Much of Amsterdam’s historic center still bears witness to this past. Richly decorated houses huddled against each other flaunt the enormous wealth amassed during the city’s maritime history. Some of their tall facades pompously display the family crests of those that occupied them after construction, while others exhibit more subtle references to their owners’ affluence.

A little over a decade ago, city authorities started to increase spending on campaigns to attract more tourists. The historic city center in general, and the iconic canal ring in particular, became central to an extensive branding campaign in an effort to bolster the international allure of a city in fierce competition with its peers. Amsterdam’s campaign narrative began to dramatize the grandeur of its 17th century-expansion — nostalgically referring to the city as the world’s central material and intellectual warehouse. The campaign recollects Amsterdam as a fertile ground for the critical thinker and the clever merchant; a safe haven for the foreign outcast and the persecuted refugee. The origin of its dramatic economic boom is attributed to the virtues of its free and tolerant society, which allowed for international cooperation and trade to flourish — much in line with the national narrative on an era broadly referred to as the ‘Golden Age’. Yet under this masquerade of heroism and self-praise dwells the dire brutality of the Dutch colonial enterprise.
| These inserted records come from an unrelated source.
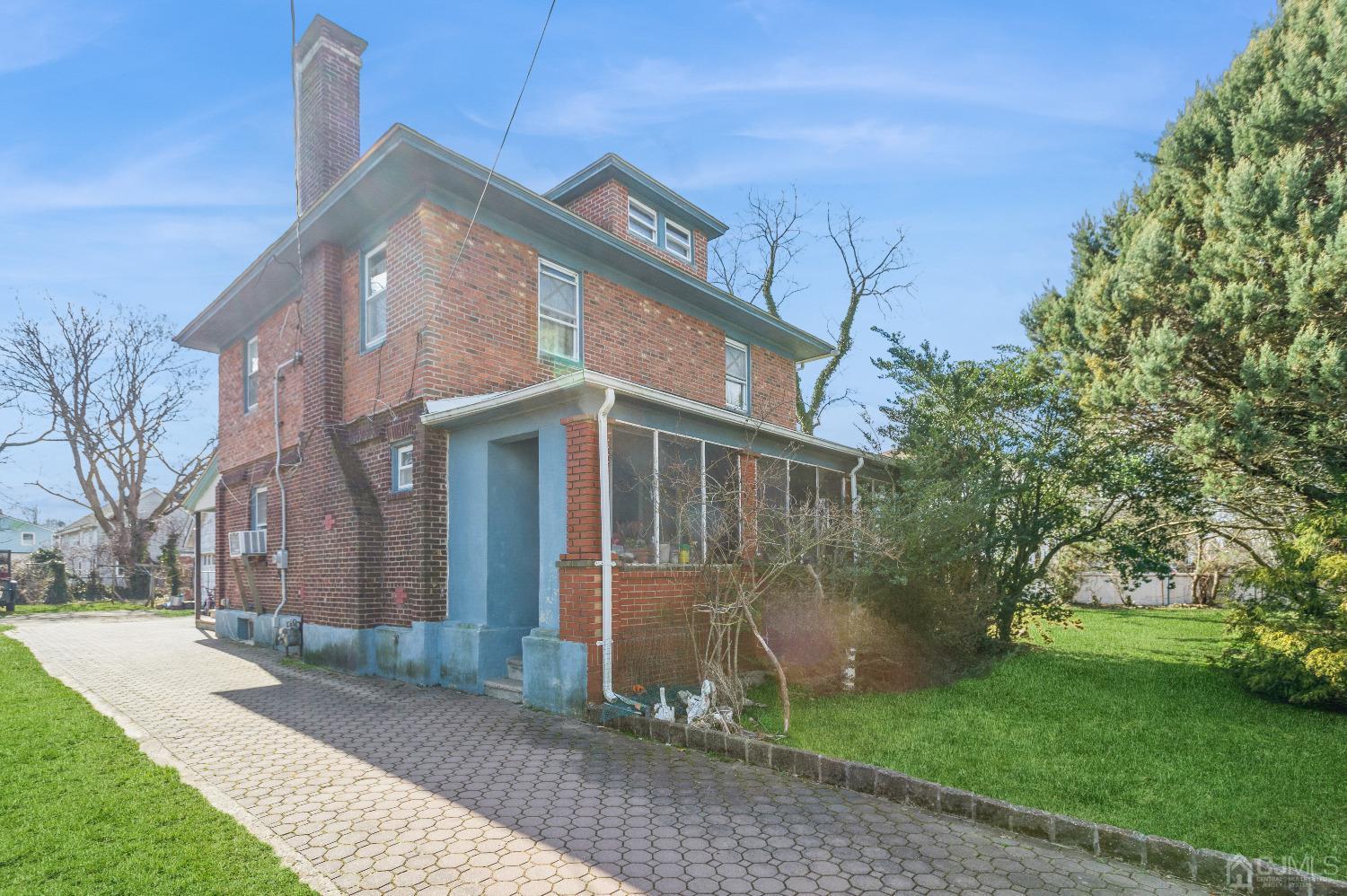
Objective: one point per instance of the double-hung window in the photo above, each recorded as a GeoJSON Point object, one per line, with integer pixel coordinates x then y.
{"type": "Point", "coordinates": [374, 301]}
{"type": "Point", "coordinates": [678, 240]}
{"type": "Point", "coordinates": [641, 221]}
{"type": "Point", "coordinates": [403, 467]}
{"type": "Point", "coordinates": [735, 376]}
{"type": "Point", "coordinates": [258, 508]}
{"type": "Point", "coordinates": [558, 310]}
{"type": "Point", "coordinates": [252, 366]}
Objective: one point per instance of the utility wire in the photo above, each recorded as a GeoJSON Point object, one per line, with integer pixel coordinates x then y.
{"type": "Point", "coordinates": [490, 172]}
{"type": "Point", "coordinates": [504, 136]}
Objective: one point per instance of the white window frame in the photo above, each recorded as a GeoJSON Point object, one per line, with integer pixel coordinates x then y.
{"type": "Point", "coordinates": [684, 234]}
{"type": "Point", "coordinates": [558, 272]}
{"type": "Point", "coordinates": [399, 467]}
{"type": "Point", "coordinates": [252, 508]}
{"type": "Point", "coordinates": [252, 372]}
{"type": "Point", "coordinates": [744, 382]}
{"type": "Point", "coordinates": [371, 339]}
{"type": "Point", "coordinates": [638, 231]}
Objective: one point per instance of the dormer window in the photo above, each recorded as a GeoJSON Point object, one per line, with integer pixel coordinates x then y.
{"type": "Point", "coordinates": [678, 240]}
{"type": "Point", "coordinates": [641, 221]}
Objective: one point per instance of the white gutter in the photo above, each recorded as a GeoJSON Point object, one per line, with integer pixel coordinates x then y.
{"type": "Point", "coordinates": [282, 557]}
{"type": "Point", "coordinates": [441, 411]}
{"type": "Point", "coordinates": [605, 543]}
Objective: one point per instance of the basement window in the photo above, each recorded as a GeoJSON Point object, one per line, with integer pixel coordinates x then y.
{"type": "Point", "coordinates": [403, 467]}
{"type": "Point", "coordinates": [558, 310]}
{"type": "Point", "coordinates": [374, 325]}
{"type": "Point", "coordinates": [641, 221]}
{"type": "Point", "coordinates": [678, 240]}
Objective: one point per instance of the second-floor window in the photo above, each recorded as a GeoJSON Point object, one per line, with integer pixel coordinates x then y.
{"type": "Point", "coordinates": [735, 376]}
{"type": "Point", "coordinates": [252, 366]}
{"type": "Point", "coordinates": [558, 310]}
{"type": "Point", "coordinates": [403, 467]}
{"type": "Point", "coordinates": [678, 240]}
{"type": "Point", "coordinates": [258, 508]}
{"type": "Point", "coordinates": [374, 301]}
{"type": "Point", "coordinates": [641, 221]}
The first half of the 17th century saw the birth of two influential transnational corporations — the Dutch East India Company (VOC) and the Dutch West India Company (WIC) — which collectively came to shape much of the emerging Dutch empire. Following the Spanish and the Portuguese, their armed ships roamed the distant coastlands of Southeast Asia, Africa, and the Americas, in a quest to acquire natural and cultural products to be sold profitably on European markets. Much like their predecessors, the VOC and WIC relied heavily on the repression, manipulation and displacement of indigenous populations in an effort to secure their economic interests. Their nearly two-century reign was upheld with unwavering political support from the Dutch Republic, which facilitated them with a lucrative monopoly on the trade in human beings and goods — that is until the Republic overtook their activities itself.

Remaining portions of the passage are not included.